Она молча перешла к следующей койке, туда, где тихо постанывал больной. Приподняла его ногу и начала срезать бинты. Она все молчала, и я заподозрил, что сморозил глупость.

Монахиня же заметила:

— Ваши уроки наверняка будут пользоваться успехом. — Она принялась обрабатывать другого больного. А мне — среди вороха грязных бинтов — разговоры об уроках английского показались неуместно игривыми.

Пташка мастерски орудовала острым ножом, вскрывая, точно конверт, запечатанную промокшими бинтами ногу.

— Они плетут корзинки, — сказала она, — и красят их чернилами из старых шариковых ручек. Уродливые корзинки.

— Много лет назад они сами делали краски, из ягод, — заметила монахиня. — Удивительно красивые краски, мы даже пользовались ими в церкви.

— У вас тут, похоже, много работы, — вставил я.

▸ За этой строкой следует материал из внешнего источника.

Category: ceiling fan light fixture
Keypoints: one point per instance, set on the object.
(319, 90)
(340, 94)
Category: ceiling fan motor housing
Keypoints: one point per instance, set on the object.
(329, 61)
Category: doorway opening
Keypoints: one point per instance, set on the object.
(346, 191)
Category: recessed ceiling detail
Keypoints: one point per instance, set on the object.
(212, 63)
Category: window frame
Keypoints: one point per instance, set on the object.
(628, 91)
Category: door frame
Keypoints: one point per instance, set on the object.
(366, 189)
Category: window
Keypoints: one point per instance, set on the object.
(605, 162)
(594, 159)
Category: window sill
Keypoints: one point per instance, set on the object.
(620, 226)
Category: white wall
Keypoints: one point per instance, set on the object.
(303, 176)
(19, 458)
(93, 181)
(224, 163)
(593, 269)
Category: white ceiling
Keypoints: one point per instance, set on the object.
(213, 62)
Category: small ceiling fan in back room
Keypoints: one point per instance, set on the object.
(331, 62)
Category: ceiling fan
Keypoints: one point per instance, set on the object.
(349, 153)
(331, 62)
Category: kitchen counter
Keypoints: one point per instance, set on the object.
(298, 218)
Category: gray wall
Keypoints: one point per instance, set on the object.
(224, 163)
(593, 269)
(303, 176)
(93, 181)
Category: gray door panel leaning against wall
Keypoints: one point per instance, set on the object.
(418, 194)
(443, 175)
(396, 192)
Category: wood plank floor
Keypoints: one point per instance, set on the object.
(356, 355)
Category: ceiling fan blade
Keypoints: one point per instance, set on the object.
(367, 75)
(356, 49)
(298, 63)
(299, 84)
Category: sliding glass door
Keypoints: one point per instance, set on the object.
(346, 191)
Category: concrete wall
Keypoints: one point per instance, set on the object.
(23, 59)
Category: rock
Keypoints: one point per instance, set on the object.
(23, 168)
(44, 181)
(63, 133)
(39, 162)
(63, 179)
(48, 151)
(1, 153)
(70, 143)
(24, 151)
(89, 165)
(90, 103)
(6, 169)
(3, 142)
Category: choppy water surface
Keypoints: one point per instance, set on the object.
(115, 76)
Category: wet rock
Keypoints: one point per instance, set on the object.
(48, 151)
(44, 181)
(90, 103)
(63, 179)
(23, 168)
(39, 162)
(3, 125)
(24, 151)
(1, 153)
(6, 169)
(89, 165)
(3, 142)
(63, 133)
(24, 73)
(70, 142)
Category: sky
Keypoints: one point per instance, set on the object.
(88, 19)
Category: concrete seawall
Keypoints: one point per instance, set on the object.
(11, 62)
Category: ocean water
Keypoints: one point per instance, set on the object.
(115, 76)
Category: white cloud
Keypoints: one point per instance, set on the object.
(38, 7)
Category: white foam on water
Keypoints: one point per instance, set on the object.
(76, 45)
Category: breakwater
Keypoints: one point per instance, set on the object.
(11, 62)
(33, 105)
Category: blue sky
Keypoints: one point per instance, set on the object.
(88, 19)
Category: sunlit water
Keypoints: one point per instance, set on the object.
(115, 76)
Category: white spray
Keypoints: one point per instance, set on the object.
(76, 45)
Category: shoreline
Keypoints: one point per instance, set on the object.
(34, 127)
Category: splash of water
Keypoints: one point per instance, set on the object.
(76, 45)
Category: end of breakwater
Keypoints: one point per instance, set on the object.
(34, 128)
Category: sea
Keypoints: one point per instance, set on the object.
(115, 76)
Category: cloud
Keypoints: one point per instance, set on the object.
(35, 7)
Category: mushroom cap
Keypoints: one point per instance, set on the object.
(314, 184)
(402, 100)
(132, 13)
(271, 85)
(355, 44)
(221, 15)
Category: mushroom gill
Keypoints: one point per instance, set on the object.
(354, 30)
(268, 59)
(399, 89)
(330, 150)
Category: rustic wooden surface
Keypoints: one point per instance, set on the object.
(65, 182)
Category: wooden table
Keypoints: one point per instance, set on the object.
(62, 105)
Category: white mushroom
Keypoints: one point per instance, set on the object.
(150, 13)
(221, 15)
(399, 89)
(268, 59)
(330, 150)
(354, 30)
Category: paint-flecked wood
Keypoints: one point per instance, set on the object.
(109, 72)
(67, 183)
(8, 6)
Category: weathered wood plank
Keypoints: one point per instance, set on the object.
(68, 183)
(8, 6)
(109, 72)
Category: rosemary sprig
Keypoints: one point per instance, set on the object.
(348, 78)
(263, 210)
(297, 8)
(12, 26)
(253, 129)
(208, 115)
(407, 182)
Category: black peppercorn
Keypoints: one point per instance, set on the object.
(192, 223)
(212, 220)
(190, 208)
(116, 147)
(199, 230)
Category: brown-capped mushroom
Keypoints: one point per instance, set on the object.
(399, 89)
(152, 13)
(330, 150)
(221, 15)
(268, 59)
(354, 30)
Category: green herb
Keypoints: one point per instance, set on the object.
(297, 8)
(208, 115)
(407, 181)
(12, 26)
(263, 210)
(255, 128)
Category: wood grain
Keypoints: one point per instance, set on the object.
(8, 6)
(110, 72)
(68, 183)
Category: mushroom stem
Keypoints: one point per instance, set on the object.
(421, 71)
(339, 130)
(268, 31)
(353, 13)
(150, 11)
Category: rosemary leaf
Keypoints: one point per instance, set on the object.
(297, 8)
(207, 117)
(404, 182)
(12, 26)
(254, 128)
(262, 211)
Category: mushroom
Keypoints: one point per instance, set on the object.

— Прокаженных сотни четыре, да еще их семьи, считайте, тысячи две народу, — ответила монахиня. — Немало, конечно. Люди отовсюду, со всех концов страны. С севера, из племени тумбуки, еще из племени агонис, это совсем рядом, да еще племя сена, с Нижней реки. Есть даже яо, магометане из Форт–Джонстона.

— И вы принимаете всех?

— Конечно. — Она ловко бросила в корзинку снятые бинты. — Из родных деревень их выгнали: слишком много суеверий и предрассудков связано с этой болезнью. Да и немудрено, ведь проказа была неизлечима. Люди страдали, а обращались с ними чудовищно.

— На самом деле болезнь не очень–то и заразна и лечится легко, — подала голос Пташка. Она тоже снимала сейчас последние бинты, обнажая страшные язвы на ступне пациента. — Никто из нас заразиться не может. Но даже когда эти люди выздоровеют, домой почти никому дороги нет. Из–за шрамов. Человека без пальцев африканцы все равно считают больным.

Она бесстрастно обрабатывала сейчас как раз такую беспалую ногу, промокая язвы влажной ваткой. Мне очень хотелось узнать, что ее сюда привело.

— Это последняя страшная болезнь в Африке, — сказала Пташка, словно прочитав мои мысли. — И она излечима. Когда она исчезнет, с этой земли спадет проклятье, потому что хуже уже ничего не будет.

— Всем бы Пташкин оптимизм, — проговорила монахиня.

— Но эти люди остаются у вас на всю жизнь.

— В общем, да, — согласилась монахиня. — Некоторые приносят немало пользы. Те, кто уже здоров, помогают раздавать лекарства, делают перевязки.

— Этого парня, похоже, сильно прихватило, — сказал я.

Мужчина лежал худой как скелет, тела на костях не было вовсе, только свисала складками кожа, торчали узловатые суставы да горели ввалившиеся глаза. Он повернул голову и смерил меня осуждающим взглядом — так тяжелобольные смотрят порой на здоровых.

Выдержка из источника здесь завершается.